For his part, Miller has yet to see a perceptible slowdown in activity.
“We’re seeing and hearing various announcements, especially from agencies,” Miller said. “But if marketers, agencies and production companies are on the same page, working together, they’re all going to carry out their work as efficiently and safely as possible.”
Safety is a big issue among production companies, especially as teams travel from shoot to shoot and project to project. The Mill, for example, is continuing to build out what Josh Mandel, managing director of the firm’s L.A. office, calls “scenario planning” for its clients and staff based on the spread of the virus in California.
“A lot of it feels speculative at the moment because we don’t know what the actual impact will be,” Mandel said. “But we’re making sure we’re set up to help protect our employees and keep the lights on as a business.”
From a practical perspective, the agency, which is split between full-service production, CG and VFX work, and experiential, can accomplish a good number of tasks remotely, even with the high-touch nature of production.
“With the modern state of technology, we made everybody completely movable—within the office, within the studio—to be able to take the work to any workstation where we can easily replicate that at home,” Mandel said.
Kerstin Emhoff, co-founder of Prettybird, noted how quickly the discussion around coronavirus evolved. The agency had a film premiering at SXSW on March 15, and agency travel restrictions are starting to paint an increasingly challenging picture.
“You start thinking, ‘Wait a minute, what does all of this mean?’” Emhoff said. “‘What does it mean for our year or everything that we’ve planned through July that we’ve already put money down on?’ The biggest issue is how individual brands react to something so fluid.”

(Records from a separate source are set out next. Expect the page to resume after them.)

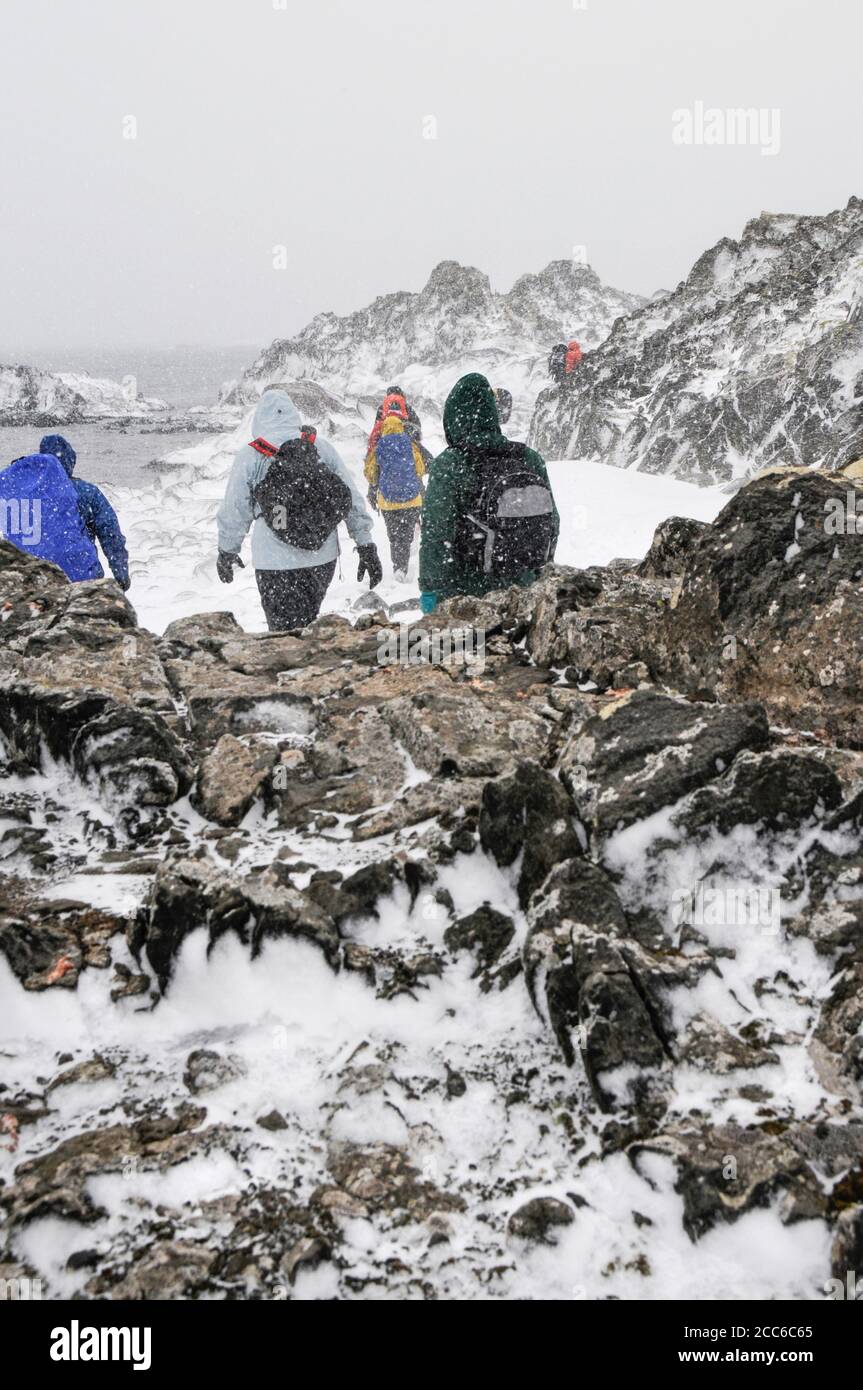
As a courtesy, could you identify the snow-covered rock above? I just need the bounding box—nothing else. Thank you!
[224,260,643,443]
[0,366,168,428]
[529,197,863,481]
[0,466,863,1300]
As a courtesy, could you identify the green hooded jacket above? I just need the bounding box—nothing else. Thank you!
[420,371,560,599]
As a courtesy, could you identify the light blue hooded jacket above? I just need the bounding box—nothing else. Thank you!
[218,391,371,570]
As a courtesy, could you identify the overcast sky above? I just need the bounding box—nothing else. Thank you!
[0,0,863,354]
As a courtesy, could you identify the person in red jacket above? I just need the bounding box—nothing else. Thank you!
[367,386,422,453]
[563,338,582,377]
[549,338,584,386]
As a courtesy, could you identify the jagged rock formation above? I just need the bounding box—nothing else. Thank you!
[0,366,168,428]
[531,197,863,482]
[0,475,863,1298]
[224,260,643,434]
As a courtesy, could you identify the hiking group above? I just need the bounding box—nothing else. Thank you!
[218,373,559,631]
[0,373,559,631]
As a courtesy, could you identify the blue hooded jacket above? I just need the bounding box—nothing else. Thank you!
[0,453,101,580]
[39,435,129,589]
[218,389,371,570]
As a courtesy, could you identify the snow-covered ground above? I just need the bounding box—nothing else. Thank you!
[106,420,727,632]
[0,424,850,1301]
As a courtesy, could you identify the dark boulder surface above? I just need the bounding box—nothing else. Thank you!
[0,473,863,1300]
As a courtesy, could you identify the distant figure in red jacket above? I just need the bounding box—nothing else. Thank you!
[549,338,582,386]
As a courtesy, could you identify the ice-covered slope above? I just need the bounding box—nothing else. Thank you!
[224,260,643,435]
[0,366,168,425]
[531,197,863,481]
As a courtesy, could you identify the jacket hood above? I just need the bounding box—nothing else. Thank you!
[39,435,78,478]
[443,371,503,449]
[252,391,303,445]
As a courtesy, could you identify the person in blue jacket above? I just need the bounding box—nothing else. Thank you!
[39,435,132,589]
[0,453,101,582]
[215,386,384,632]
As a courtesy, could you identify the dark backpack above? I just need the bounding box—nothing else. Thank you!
[454,439,554,582]
[252,427,353,550]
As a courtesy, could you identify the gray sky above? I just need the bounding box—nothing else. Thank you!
[0,0,863,354]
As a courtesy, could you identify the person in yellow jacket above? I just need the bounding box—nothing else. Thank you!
[364,414,425,584]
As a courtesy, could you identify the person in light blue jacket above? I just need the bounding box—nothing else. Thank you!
[217,386,384,632]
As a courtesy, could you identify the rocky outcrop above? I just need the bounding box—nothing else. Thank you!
[529,197,863,482]
[0,474,863,1298]
[0,366,168,428]
[663,473,863,742]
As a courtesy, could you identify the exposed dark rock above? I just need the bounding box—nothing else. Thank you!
[133,859,339,990]
[528,197,863,482]
[660,473,863,746]
[443,902,516,974]
[479,762,581,908]
[636,517,706,580]
[507,1197,575,1245]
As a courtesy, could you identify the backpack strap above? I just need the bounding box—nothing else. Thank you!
[249,435,278,459]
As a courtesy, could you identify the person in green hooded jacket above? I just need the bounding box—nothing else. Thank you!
[420,373,560,613]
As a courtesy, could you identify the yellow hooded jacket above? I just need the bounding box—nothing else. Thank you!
[363,416,425,512]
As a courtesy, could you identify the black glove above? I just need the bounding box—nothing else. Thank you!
[357,541,384,589]
[215,550,246,584]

Noting that there is still uncertainty around the Olympics in Tokyo, the “ripple effect on everyone’s business is massive,” Emhoff said, “and that’s what’s hit home in the last 24 hours.”
A particularly interesting issue is that of location. While it may be cheaper for a company to film in Vancouver, for example, travel issues may keep a production in a shop’s hometown. Nancy Hacohen, managing director of Tool of North America, described how the agency bids on multiple cities early in the process to hedge its bets and avoid having to make a drastic change midstream. Part of that calculus now is that of crew well-being.
“When we’re choosing between cities, the producers are going to have conversations about which city is a safer choice now to make sure that everybody is taken care of,” Hacohen said. “It’s just a matter of being prepared.”
Choosing a location is but one of the many components of a production and Tool, which has been around for 25 years and works on experiential projects in addition to full-service production, enjoys the cumulative experience of long-tenured people on its staff who have managed complex productions.
“We have a well-oiled machine here,” Hacohen said. “The in-house team is very seasoned, and they know what they’re doing. We work like this all the time, no matter what.”
And while the coronavirus is still an unknown quantity, the fact that there are several sets of hands to help weather the storm for brands could prove to be one of the factors that allows the industry to successfully navigate through it.
“There’s no one that does it better than all of us,” Emhoff said of the production industry. “We’re the people that can pull something off in five days with whatever resources we have.”
Jason Lynch contributed reporting for this story.